One evening, instead of leaving the lab at the end of the night and heading home alone through the fog-shrouded streets, I went to her. I went to her like the fog, soft and gently enfolding. I was so careful as I slid myself onto the bed next to her. She shifted slightly to face me, though the movement was flickery and her expression remained uncertain, poorly rendered.
"Don't move," I whispered, "It's all right. I won't hurt you. I promise, not tonight."
I drew her body into my arms and almost cried at the warmth still radiant from her core.
"Oh my dear one, my darling, I'm sorry. I've been too hard on you. I've been driving you too hard, too fast, and I should have known it might break you rather than teach you. I'll make you stronger. There's just a little more to suffer yet, but I promise it will make you better in the end. Let's see it through."
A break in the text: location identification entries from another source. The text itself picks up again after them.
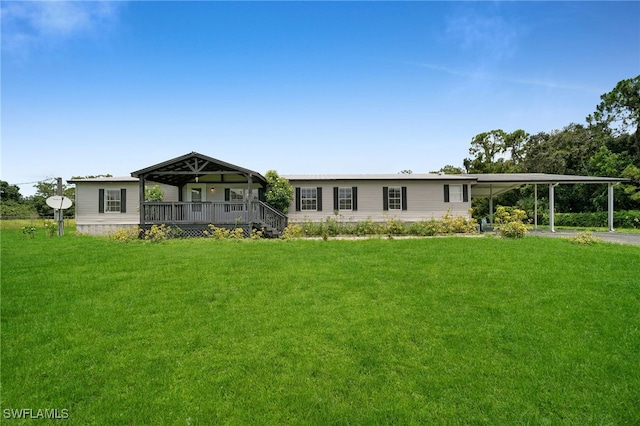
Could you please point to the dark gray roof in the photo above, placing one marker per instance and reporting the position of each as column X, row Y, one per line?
column 186, row 168
column 400, row 176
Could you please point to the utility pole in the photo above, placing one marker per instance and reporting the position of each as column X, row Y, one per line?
column 60, row 212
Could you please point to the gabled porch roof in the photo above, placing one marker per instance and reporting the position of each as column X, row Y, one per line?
column 186, row 168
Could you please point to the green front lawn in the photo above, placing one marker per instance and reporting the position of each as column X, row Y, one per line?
column 415, row 331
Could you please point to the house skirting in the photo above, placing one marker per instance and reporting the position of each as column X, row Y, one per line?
column 101, row 229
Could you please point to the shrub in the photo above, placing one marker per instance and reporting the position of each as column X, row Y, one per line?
column 157, row 233
column 29, row 231
column 584, row 238
column 217, row 233
column 458, row 224
column 51, row 228
column 293, row 231
column 126, row 234
column 393, row 226
column 426, row 228
column 367, row 227
column 236, row 234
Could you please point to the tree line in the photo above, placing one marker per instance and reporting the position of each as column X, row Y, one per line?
column 607, row 144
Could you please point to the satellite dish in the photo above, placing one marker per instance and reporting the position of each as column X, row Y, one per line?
column 59, row 202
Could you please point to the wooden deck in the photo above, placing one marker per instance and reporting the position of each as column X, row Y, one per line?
column 226, row 214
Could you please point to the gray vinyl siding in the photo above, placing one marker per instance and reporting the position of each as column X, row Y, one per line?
column 87, row 199
column 425, row 200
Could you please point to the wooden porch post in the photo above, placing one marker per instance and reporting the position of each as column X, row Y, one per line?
column 250, row 200
column 610, row 208
column 491, row 204
column 141, row 182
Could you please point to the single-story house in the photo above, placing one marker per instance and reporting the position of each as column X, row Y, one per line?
column 201, row 190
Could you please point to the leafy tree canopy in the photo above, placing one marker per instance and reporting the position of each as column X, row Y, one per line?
column 9, row 192
column 279, row 191
column 619, row 110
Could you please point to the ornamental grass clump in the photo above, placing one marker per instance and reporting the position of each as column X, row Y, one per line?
column 126, row 234
column 584, row 238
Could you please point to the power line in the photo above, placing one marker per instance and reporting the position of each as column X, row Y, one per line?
column 35, row 181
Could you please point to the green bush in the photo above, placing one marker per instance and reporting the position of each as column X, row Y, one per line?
column 509, row 222
column 157, row 233
column 126, row 234
column 393, row 226
column 367, row 227
column 293, row 231
column 584, row 238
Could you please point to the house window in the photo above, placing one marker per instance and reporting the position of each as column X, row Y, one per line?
column 112, row 201
column 236, row 194
column 345, row 199
column 455, row 193
column 395, row 198
column 309, row 199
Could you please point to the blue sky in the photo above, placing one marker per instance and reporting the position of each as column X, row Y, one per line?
column 300, row 87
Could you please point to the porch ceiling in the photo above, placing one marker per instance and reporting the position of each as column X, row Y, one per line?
column 186, row 168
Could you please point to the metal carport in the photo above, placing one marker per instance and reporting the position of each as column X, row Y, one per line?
column 493, row 184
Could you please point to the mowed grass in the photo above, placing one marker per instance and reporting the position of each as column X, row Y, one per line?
column 415, row 331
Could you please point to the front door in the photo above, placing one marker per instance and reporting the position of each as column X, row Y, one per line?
column 196, row 195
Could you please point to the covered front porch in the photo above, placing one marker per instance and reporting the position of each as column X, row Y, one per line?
column 209, row 191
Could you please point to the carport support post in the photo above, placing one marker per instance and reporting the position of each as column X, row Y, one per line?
column 60, row 212
column 552, row 226
column 611, row 208
column 141, row 190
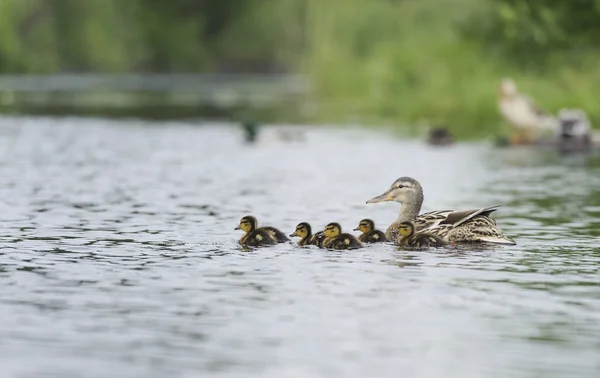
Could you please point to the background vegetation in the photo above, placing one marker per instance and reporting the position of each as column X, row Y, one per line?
column 373, row 61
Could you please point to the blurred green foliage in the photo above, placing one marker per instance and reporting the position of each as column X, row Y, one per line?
column 401, row 61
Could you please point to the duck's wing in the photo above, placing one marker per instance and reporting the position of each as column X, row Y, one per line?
column 451, row 217
column 431, row 219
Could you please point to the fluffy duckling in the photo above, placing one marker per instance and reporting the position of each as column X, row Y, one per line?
column 440, row 136
column 422, row 239
column 249, row 224
column 335, row 239
column 304, row 231
column 369, row 233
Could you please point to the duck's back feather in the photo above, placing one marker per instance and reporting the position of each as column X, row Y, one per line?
column 277, row 235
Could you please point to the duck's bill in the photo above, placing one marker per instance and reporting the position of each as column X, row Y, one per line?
column 381, row 198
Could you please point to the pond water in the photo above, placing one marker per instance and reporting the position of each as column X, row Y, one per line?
column 118, row 256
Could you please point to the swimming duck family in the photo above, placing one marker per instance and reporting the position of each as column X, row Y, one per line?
column 410, row 229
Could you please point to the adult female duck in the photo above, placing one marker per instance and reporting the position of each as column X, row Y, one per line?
column 459, row 226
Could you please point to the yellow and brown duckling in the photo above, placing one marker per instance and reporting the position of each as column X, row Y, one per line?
column 407, row 237
column 369, row 233
column 304, row 231
column 256, row 237
column 335, row 239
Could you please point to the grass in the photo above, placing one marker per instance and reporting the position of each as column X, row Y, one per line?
column 408, row 62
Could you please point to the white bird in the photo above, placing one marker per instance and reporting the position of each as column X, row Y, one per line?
column 522, row 112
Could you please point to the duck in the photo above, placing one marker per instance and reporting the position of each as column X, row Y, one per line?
column 474, row 225
column 425, row 238
column 369, row 233
column 522, row 112
column 440, row 136
column 573, row 131
column 335, row 239
column 304, row 231
column 249, row 224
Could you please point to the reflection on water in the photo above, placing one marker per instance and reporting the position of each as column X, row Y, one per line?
column 118, row 254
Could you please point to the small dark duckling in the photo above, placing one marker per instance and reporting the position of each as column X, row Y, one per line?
column 440, row 136
column 304, row 231
column 369, row 233
column 249, row 225
column 423, row 239
column 335, row 239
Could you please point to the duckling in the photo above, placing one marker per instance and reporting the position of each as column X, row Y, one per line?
column 318, row 239
column 249, row 225
column 369, row 233
column 573, row 131
column 422, row 239
column 440, row 136
column 254, row 237
column 335, row 239
column 304, row 231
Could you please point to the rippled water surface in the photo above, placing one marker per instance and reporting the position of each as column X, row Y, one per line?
column 118, row 257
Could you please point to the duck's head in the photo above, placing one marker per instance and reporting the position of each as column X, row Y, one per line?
column 302, row 230
column 247, row 224
column 405, row 189
column 332, row 230
column 365, row 225
column 406, row 229
column 508, row 88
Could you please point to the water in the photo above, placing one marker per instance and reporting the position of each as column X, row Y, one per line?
column 118, row 257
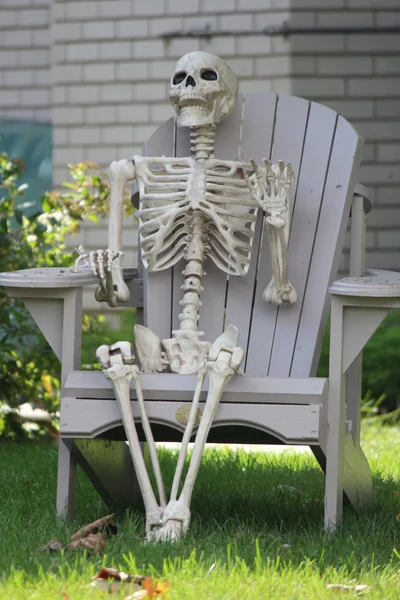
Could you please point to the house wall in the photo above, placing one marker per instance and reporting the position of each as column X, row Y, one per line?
column 110, row 72
column 25, row 84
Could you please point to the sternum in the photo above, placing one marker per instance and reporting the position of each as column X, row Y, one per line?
column 202, row 147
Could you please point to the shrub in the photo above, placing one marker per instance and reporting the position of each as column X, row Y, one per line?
column 28, row 367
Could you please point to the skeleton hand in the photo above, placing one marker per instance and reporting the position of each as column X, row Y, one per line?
column 270, row 186
column 107, row 266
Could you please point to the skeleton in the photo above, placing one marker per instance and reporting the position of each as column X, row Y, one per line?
column 191, row 208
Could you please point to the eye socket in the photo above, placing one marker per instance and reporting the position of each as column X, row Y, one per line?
column 209, row 75
column 179, row 77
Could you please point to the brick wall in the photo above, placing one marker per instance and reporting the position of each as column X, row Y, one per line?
column 24, row 60
column 359, row 76
column 110, row 71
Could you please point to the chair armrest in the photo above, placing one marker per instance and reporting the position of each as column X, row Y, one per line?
column 373, row 283
column 48, row 278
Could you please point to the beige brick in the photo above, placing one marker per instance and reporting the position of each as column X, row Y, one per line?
column 389, row 153
column 343, row 65
column 99, row 72
column 242, row 67
column 59, row 95
column 375, row 174
column 144, row 7
column 98, row 30
column 8, row 58
column 33, row 17
column 116, row 8
column 132, row 70
column 164, row 25
column 249, row 86
column 242, row 22
column 132, row 28
column 257, row 44
column 71, row 154
column 223, row 46
column 67, row 115
column 100, row 114
column 201, row 22
column 387, row 108
column 273, row 65
column 351, row 108
column 148, row 49
column 387, row 64
column 60, row 136
column 178, row 47
column 373, row 43
column 32, row 97
column 303, row 65
column 115, row 50
column 17, row 78
column 182, row 7
column 84, row 136
column 78, row 11
column 319, row 87
column 67, row 73
column 16, row 38
column 41, row 77
column 133, row 113
column 317, row 44
column 82, row 52
column 83, row 94
column 161, row 69
column 117, row 134
column 374, row 86
column 379, row 130
column 41, row 38
column 8, row 18
column 388, row 18
column 115, row 92
column 141, row 133
column 9, row 97
column 160, row 112
column 344, row 18
column 218, row 6
column 149, row 91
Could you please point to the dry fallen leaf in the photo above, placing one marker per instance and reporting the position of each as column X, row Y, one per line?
column 92, row 542
column 52, row 546
column 106, row 523
column 341, row 587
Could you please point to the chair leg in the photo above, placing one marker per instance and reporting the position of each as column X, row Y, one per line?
column 66, row 481
column 335, row 423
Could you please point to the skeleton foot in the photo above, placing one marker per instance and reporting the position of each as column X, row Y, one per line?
column 279, row 294
column 117, row 361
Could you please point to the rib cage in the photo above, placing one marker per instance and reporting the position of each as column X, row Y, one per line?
column 171, row 188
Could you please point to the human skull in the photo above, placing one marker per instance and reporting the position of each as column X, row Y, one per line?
column 203, row 89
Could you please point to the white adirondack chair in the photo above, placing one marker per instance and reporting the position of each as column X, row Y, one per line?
column 279, row 399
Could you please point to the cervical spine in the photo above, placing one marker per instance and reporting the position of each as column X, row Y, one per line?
column 202, row 147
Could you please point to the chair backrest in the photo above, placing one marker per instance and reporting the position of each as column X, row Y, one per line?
column 325, row 152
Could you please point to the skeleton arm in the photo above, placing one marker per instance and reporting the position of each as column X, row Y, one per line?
column 107, row 264
column 270, row 186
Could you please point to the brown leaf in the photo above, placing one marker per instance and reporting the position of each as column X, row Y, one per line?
column 109, row 573
column 92, row 542
column 52, row 546
column 106, row 523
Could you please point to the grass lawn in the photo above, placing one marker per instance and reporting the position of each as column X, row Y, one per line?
column 256, row 530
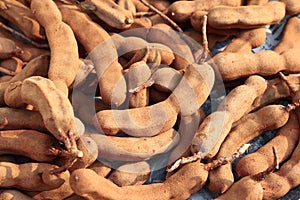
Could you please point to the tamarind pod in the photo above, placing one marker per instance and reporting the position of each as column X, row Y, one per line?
column 256, row 2
column 127, row 5
column 111, row 13
column 12, row 95
column 162, row 33
column 131, row 174
column 292, row 6
column 100, row 168
column 188, row 96
column 21, row 16
column 139, row 122
column 89, row 150
column 187, row 129
column 246, row 17
column 138, row 74
column 8, row 48
column 59, row 35
column 110, row 73
column 279, row 183
column 247, row 40
column 142, row 22
column 57, row 115
column 161, row 5
column 245, row 188
column 12, row 64
column 289, row 38
column 20, row 142
column 221, row 178
column 134, row 149
column 180, row 11
column 285, row 141
column 59, row 193
column 14, row 119
column 29, row 52
column 166, row 79
column 30, row 176
column 4, row 79
column 156, row 96
column 140, row 7
column 264, row 63
column 188, row 180
column 208, row 138
column 13, row 194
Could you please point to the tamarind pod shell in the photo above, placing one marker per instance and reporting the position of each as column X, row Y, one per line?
column 30, row 176
column 243, row 16
column 57, row 115
column 289, row 38
column 112, row 14
column 292, row 6
column 7, row 48
column 21, row 16
column 285, row 141
column 136, row 173
column 246, row 188
column 10, row 194
column 21, row 142
column 187, row 181
column 110, row 73
column 29, row 52
column 134, row 149
column 221, row 178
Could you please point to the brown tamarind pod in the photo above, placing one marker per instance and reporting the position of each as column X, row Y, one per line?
column 21, row 142
column 289, row 38
column 30, row 176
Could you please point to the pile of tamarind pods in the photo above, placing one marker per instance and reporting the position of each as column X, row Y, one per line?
column 95, row 93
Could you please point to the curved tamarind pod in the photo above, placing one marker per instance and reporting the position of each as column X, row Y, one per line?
column 256, row 2
column 102, row 169
column 221, row 178
column 187, row 129
column 89, row 150
column 134, row 149
column 290, row 39
column 11, row 119
column 110, row 73
column 187, row 97
column 29, row 52
column 166, row 79
column 61, row 71
column 127, row 5
column 285, row 141
column 292, row 6
column 138, row 74
column 181, row 185
column 247, row 40
column 264, row 63
column 10, row 194
column 57, row 115
column 21, row 16
column 208, row 138
column 20, row 142
column 8, row 48
column 111, row 13
column 180, row 11
column 30, row 176
column 12, row 64
column 279, row 183
column 246, row 17
column 131, row 174
column 59, row 193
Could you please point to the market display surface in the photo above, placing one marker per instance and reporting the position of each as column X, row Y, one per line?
column 157, row 99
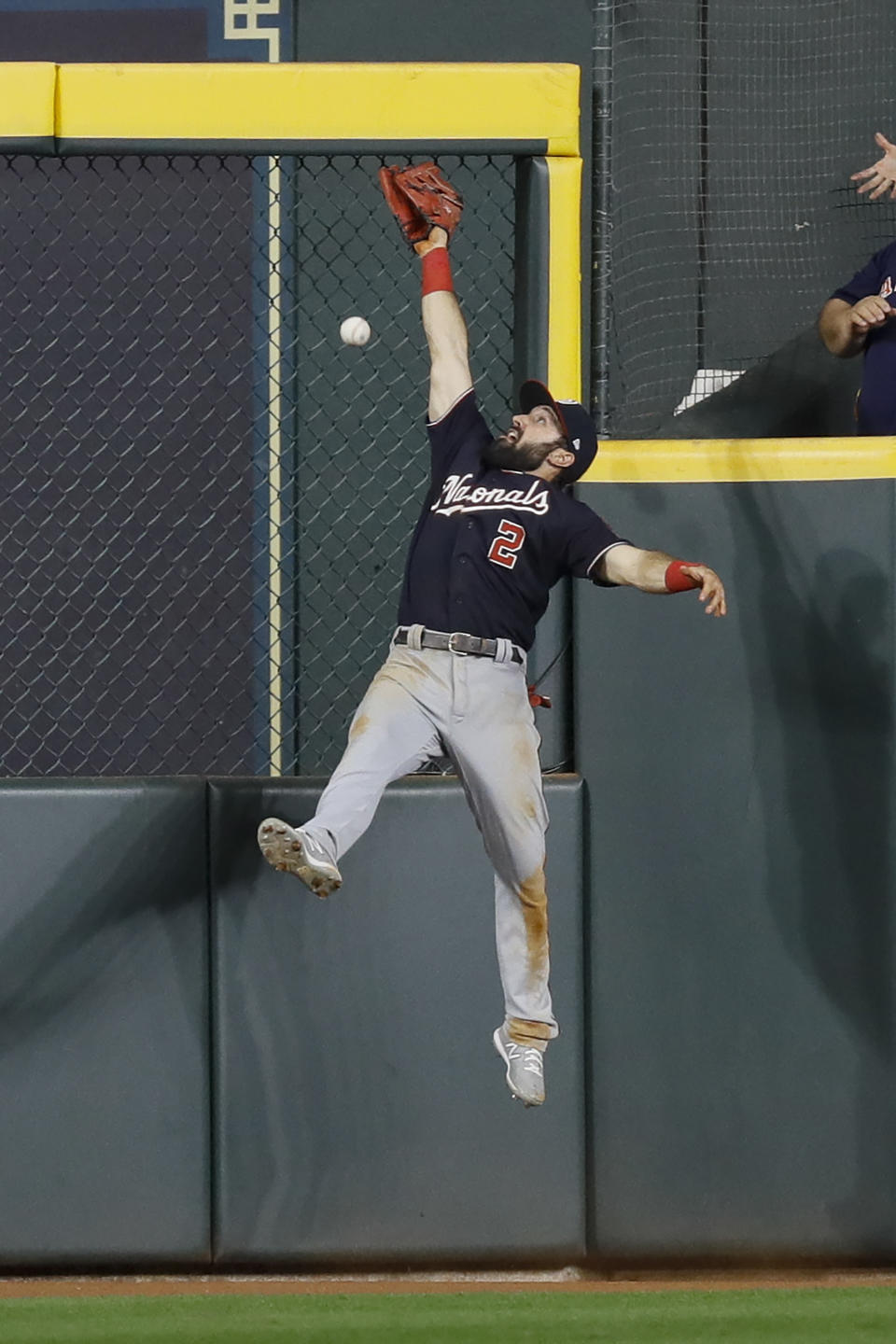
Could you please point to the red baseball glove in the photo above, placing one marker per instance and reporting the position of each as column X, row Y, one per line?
column 421, row 199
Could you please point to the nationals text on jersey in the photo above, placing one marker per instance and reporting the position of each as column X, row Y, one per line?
column 457, row 497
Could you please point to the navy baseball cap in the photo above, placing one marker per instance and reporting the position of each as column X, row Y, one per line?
column 578, row 427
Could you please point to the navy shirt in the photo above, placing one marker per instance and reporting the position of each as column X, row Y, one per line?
column 491, row 544
column 876, row 409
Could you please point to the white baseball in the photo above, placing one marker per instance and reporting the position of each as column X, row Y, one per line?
column 355, row 330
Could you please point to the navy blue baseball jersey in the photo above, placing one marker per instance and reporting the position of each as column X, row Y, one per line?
column 489, row 543
column 876, row 409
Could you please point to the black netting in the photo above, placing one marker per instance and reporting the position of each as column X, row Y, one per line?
column 207, row 497
column 730, row 211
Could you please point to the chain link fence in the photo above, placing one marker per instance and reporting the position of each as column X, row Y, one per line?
column 725, row 137
column 207, row 497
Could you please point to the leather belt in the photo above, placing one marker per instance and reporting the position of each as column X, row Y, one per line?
column 458, row 643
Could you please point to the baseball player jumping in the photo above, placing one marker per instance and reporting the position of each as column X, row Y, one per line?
column 497, row 530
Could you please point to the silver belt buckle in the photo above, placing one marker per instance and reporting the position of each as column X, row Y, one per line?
column 455, row 635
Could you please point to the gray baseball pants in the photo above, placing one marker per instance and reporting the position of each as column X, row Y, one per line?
column 427, row 703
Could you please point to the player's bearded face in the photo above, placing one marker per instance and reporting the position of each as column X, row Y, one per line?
column 512, row 454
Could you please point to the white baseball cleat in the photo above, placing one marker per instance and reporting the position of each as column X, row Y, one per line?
column 525, row 1069
column 292, row 851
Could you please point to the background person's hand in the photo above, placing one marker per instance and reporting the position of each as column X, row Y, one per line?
column 869, row 312
column 881, row 176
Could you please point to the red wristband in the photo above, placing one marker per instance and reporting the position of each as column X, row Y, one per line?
column 676, row 581
column 437, row 271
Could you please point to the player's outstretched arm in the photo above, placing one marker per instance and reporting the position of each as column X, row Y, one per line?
column 844, row 327
column 443, row 327
column 881, row 176
column 653, row 571
column 427, row 210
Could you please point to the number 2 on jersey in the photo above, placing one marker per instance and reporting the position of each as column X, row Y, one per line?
column 505, row 546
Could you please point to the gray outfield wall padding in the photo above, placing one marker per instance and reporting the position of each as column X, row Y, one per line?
column 742, row 903
column 363, row 1113
column 104, row 1025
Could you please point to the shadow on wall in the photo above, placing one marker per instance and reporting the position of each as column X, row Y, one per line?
column 801, row 390
column 819, row 663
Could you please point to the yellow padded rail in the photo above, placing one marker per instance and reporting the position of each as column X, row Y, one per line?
column 300, row 103
column 565, row 278
column 27, row 100
column 693, row 460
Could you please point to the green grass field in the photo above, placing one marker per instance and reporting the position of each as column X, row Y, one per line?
column 759, row 1316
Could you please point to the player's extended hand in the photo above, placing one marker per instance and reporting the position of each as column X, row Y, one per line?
column 869, row 312
column 881, row 176
column 712, row 590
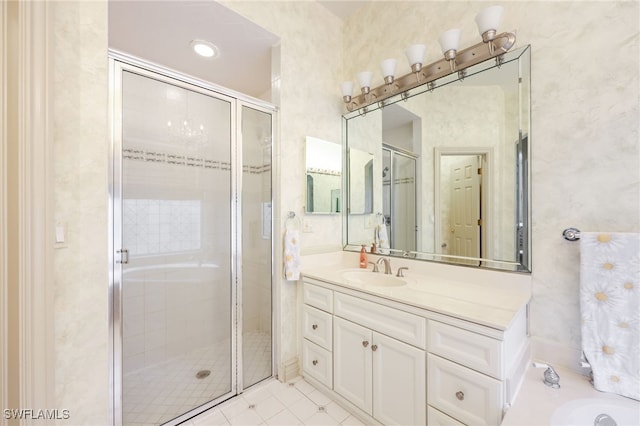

I don't even know what else I said: I was incoherent, my mind as hazed as the streetlamps' haloes with fatigue and concern for my project. But I know that as I spoke to her, I stroked her gently, rubbing her back and sides as if I could soothe away all our fear and confusion by caressing her smooth surface with my hands. The way I hold myself now, I held her and whispered my love and regret. Love, because she was so pure and trusting that she pressed her body to mine, nuzzled her face into the side of my neck and gave herself to me with total forgiveness (or in total compliance with her program for snuggling, which no doubt I cued.) Regret, because I knew I would have to continue working on her, doing things to her that risked damaging her more. I was sorry to keep inflicting such stress on that unspeaking body, that tattered bird, but I couldn't not do it: if I stopped, she would never be completed. I did it for her, and for myself. I had to do it. Over and over.
At least, that's what I tell myself when I get to rhapsodizing. But (I never could keep this voice of mine straight) when it comes down to it now, I'm a little cynical, and more than a little bitter. The pain I put us through, was it worth it? We had such a brief flash of success. There were never any guarantees it would work out in the long run. I think maybe I was wrong. There were points where I was cruel and arrogant in my desire for her. Still, I would do it again. I would do it, if only I could stroke her again the way I did that night.
So I had one quiet night with her. But the story doesn't end there. My lab mates found us the next morning. I had fallen asleep in her arms, and she, naked as the new day, was curved against me with her gaze falling into empty space. They broke in on us there like that before I could pull myself from sticky sleep. I extracted myself from the twining of her long legs as calmly as I could, without betraying a whisper of embarrassment. But they were...not happy with me.
"What were you thinking, Boss? You know the projector's on the fritz. And you stripped her too! Do you know what kind of strain it is on the rendering system when you-"
I glared at the engineer, five years and several stations my junior. He flushed.